Le premier atelier consacré au modèle de croissance, au modèle productif et au modèle social était conduit par moi-même et le second, travaillant sur le modèle républicain et le projet européen, par Bariza Khiari. Ils ont eu respectivement pour co-animateurs Chantal Jouanno et Gaëtan Gorce, d'une part, Marie-Noëlle Lienemann et Philippe Adnot, d'autre part, qui sont pour l'heure tous quatre absents.

L'objet de notre réunion de ce jour est de faire la synthèse des réunions précédentes. Pour ce qui est du premier atelier, nous avons bien sûr réfléchi au modèle économique et social, à la problématique énergétique ainsi qu'à l'aménagement des territoires, prenant en compte les phénomènes actuels de gonflement des espaces urbains et de difficulté des territoires ruraux. Nous avons aussi évoqué le capital humain, l'enseignement - notamment supérieur - et la formation professionnelle. Notre atelier a par ailleurs abordé la question de l'impact des nouvelles technologies sur les modèles pédagogiques et la productivité des entreprises, en particulier au moyen des robots.

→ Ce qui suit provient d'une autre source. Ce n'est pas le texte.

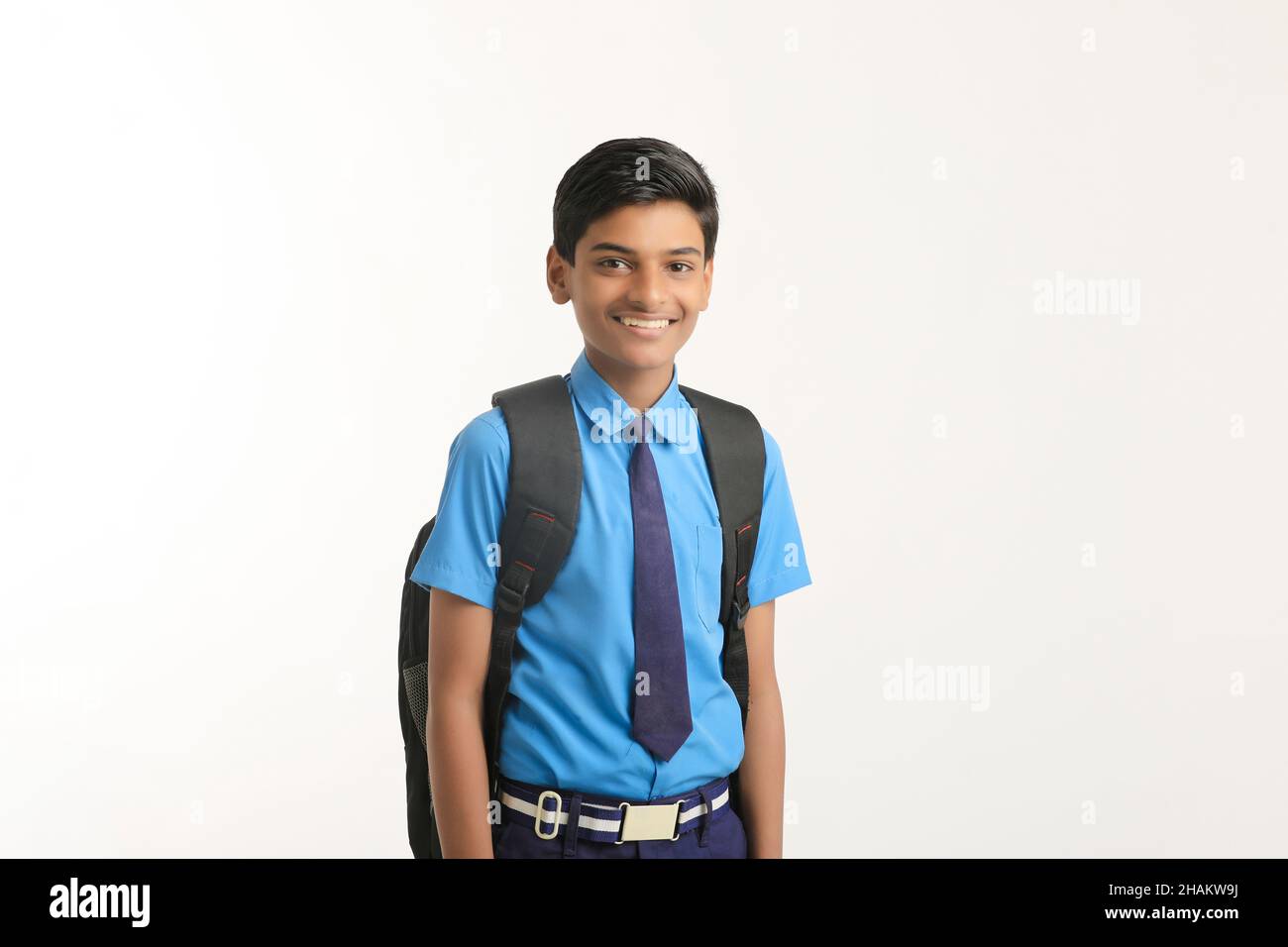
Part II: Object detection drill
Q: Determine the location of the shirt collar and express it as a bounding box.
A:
[571,348,692,443]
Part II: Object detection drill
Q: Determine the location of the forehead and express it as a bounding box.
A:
[577,201,702,252]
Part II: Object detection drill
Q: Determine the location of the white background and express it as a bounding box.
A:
[0,0,1288,857]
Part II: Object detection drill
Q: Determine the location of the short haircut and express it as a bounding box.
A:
[554,138,720,265]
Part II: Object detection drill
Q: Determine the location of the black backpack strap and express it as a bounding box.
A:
[483,374,581,797]
[679,385,765,813]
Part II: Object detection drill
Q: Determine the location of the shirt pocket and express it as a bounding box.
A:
[693,526,724,633]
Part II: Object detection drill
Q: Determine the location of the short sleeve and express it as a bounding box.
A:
[411,407,510,608]
[747,428,812,608]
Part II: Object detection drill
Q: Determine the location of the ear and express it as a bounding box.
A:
[546,244,572,305]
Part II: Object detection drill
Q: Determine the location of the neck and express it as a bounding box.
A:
[587,346,675,414]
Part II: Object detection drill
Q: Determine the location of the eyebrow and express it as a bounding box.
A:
[590,243,702,257]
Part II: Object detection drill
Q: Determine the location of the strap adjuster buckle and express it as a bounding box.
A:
[532,789,563,839]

Dans le second atelier, auquel je n'assistais pas, on m'indique qu'ont été évoquées les questions liées à l'enseignement supérieur et la professionnalisation des jeunes ainsi qu'au civisme et à la place de l'outre-mer. Un volet entier a été consacré à l'Europe, et plus précisément à la nécessité d'un rééquilibrage entre la France et l'Allemagne, au développement de passerelles entre la Commission européenne et les parlements nationaux, aux nouveaux contours de l'Europe de l'énergie, à la création d'un corps pour la paix, à l'Europe de la défense et de la sécurité ou encore à la citoyenneté européenne.

Vos apports d'aujourd'hui permettront d'enrichir la synthèse que nous présenterons à Jean Pisani-Ferry le 4 décembre prochain.

M. Jean Arthuis . - Participant pour la première fois à ces réunions, je m'interroge sur la valeur ajoutée de l'exercice et sur l'usage que nous allons en faire. Je suis frappé par l'état d'angoisse et d'exaspération de nombre de nos concitoyens et d'acteurs économiques et sociaux. Je constate aussi notre difficulté à proposer des lignes claires, propres à faire sortir la France de la crise. Je pensais que ce groupe de travail pourrait nous éviter les dérives de la séance publique où l'on vote tout et n'importe quoi, en particulier à l'occasion des projets de loi de finances et de financement de la sécurité sociale. Or, je ne crois pas que l'exercice assez singulier auquel nous sommes en train de nous livrer soit de nature à conforter l'autorité du Sénat et la confiance que les Français accordent à leurs représentants au Parlement. Je me demandais si un tel groupe pourrait nous libérer des contraintes partisanes et quelquefois dogmatiques, et nous permettre de proposer les vraies réformes structurelles sans lesquelles le pays ne s'en sortira pas. Ces réformes ne seront pas celles d'un camp contre l'autre et le Sénat pourrait être le lieu privilégié où, au-delà des clivages, seraient élaborées des propositions qui donnent sens à l'engagement politique.

M. Joël Bourdin, président de la délégation à la prospective . - C'est tout à fait la philosophie qui guide habituellement nos travaux au sein de la délégation à la prospective. Nous nous réunissons et réfléchissons sur un thème pendant plusieurs mois avant de définir des scénarios qui débouchent parfois sur des lignes d'action. Mais aujourd'hui nous ne travaillons pas dans ce cadre, un groupe de travail spécifique a été constitué et nous sommes consultés pour donner des idées.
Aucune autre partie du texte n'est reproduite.